Embeddings and Semantic Search - Mohammadali Bazyar

What an Embedding Is

An embedding is a fixed-size list of numbers (typically 384 to 1536 dimensions) that represents the meaning of something. The same model produces vectors for any input. Crucially: similar inputs produce similar vectors.

The sentence "I love dogs" might embed to [0.21, -0.04, 0.87, ...]. The sentence "Puppies make me happy" embeds to a vector that's close in vector space because the meaning overlaps, even though the words don't.

This single property unlocks an enormous range of applications.

Why Keyword Search Fails

Traditional search (BM25, Elasticsearch defaults) matches words. If you search for "fast car" and a document says "speedy automobile," keyword search misses it entirely. They're synonymous but share no words.

Embedding-based search finds them anyway. The vectors for "fast car" and "speedy automobile" are close. Distance-based retrieval surfaces the match.

How Embeddings Are Created

Embedding models are neural networks trained to produce vectors where semantically similar inputs are close. Training uses techniques like contrastive learning: show the model pairs of similar things and pairs of dissimilar things; train the network to make similar things' vectors close and dissimilar ones' vectors far.

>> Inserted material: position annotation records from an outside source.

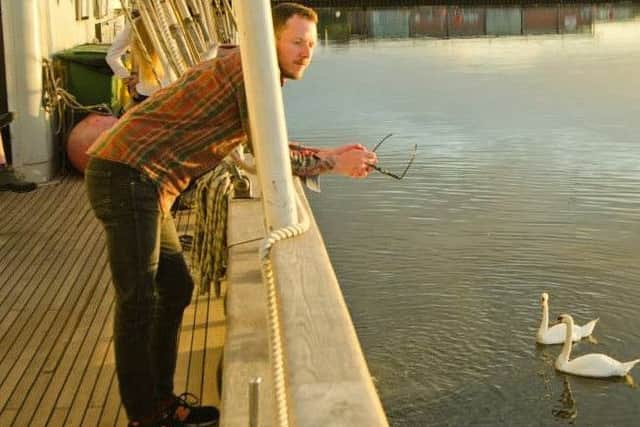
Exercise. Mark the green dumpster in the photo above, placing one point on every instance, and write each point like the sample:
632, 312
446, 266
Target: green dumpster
87, 75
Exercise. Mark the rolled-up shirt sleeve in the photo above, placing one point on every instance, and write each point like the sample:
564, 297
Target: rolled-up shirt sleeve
117, 49
308, 165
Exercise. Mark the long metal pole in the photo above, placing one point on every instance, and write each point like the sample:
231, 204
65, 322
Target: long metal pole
264, 100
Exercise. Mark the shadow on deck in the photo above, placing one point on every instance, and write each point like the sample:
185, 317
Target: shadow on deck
56, 301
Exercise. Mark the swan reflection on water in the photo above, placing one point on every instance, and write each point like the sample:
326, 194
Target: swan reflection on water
568, 408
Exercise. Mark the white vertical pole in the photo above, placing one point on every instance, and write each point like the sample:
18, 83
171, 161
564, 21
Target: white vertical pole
33, 152
264, 99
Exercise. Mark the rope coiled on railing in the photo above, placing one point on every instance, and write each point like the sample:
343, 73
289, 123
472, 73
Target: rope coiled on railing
273, 317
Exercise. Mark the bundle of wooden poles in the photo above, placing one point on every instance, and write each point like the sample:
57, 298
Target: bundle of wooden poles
183, 32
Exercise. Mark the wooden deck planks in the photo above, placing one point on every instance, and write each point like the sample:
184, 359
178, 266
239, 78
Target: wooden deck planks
56, 301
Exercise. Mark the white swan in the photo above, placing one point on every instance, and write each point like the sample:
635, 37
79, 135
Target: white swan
556, 333
590, 365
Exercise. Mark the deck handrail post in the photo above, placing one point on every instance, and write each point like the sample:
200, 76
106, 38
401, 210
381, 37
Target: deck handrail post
267, 120
254, 401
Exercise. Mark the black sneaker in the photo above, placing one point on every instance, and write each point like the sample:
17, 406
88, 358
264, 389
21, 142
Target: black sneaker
184, 411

You don't train them yourself. You use a pre-trained model:

OpenAI text-embedding-3-small / large: high quality, easy API.
Cohere embed-v3: strong on retrieval tasks.
Voyage AI: specialized for retrieval.
Sentence-Transformers (all-MiniLM, all-mpnet-base): open source, run locally.
BGE, E5, GTE: open source, often top-of-leaderboard.

Embeddings Aren't Just for Text

Models exist for almost any modality:

Images: CLIP, DINO. Useful for image similarity, image search.
Audio: embed audio for music similarity, speaker identification.
Code: CodeBERT, GraphCodeBERT. "Find similar functions in our codebase."
Multimodal: embed text and images in the same space (CLIP). Search images by text or vice versa.

Building Semantic Search

The pipeline:

1. Index: for each document, generate an embedding. Store the vector and a pointer to the document.
2. Query: at search time, embed the user's query.
3. Retrieve: find the K vectors closest to the query embedding.
4. Return: the documents associated with those vectors.

The retrieval step uses a vector database (see the Vector Databases article). The embedding step uses a model API or a local model.

Hybrid Search: The Practical Sweet Spot

Pure semantic search misses exact-match cases. Someone searching for an SKU number, a phone number, or an exact phrase wants keyword matches. Hybrid search combines:

Vector similarity (semantic).
BM25 keyword scoring (lexical).
Optionally, metadata filters (date, language, category).

Results from each are merged with a scoring function (often Reciprocal Rank Fusion). Quality improves 10-30% over either approach alone.

Reranking

The first-pass retrieval (vector + BM25) returns the top 50-100. A second-pass reranker model scores each candidate against the query more precisely. Rerankers are smaller, slower, and more accurate than embedding models. Output: a final top 10.

Common rerankers: Cohere Rerank, BGE-reranker, cross-encoder models.

Common Pitfalls

Long documents: a single embedding can't represent a 50-page PDF well. Chunk first.
Embedding drift: swapping models means re-embedding everything. Vectors from different models are not comparable.
Asymmetric retrieval: queries are short, documents are long. Some models have separate "query embedding" and "document embedding" modes.
Out-of-distribution queries: the model wasn't trained on your domain. Medical text, legal text, code: you may need a domain-specific embedding model.
Cost: embedding millions of documents adds up. Open-source models help.

Beyond Search: Other Uses of Embeddings

Clustering: group similar items. K-means on embeddings.
Classification: nearest-neighbor classification using a small set of labeled examples.
Deduplication: find near-duplicate content.
Recommendation: "users who liked X" is nearest-neighbor on user embeddings.
Anomaly detection: items far from any cluster are unusual.
Visualization: project high-dimensional embeddings to 2D (UMAP, t-SNE) for exploration.

The One Thing to Remember

Embeddings turn meaning into geometry. Once your data is in vector space, distance equals similarity. That single trick reshapes how search, recommendation, and many other features can be built. The technical pieces (which model, which vector database, what chunk size) are details. The conceptual leap (storing meaning as vectors) is the foundation everything else builds on.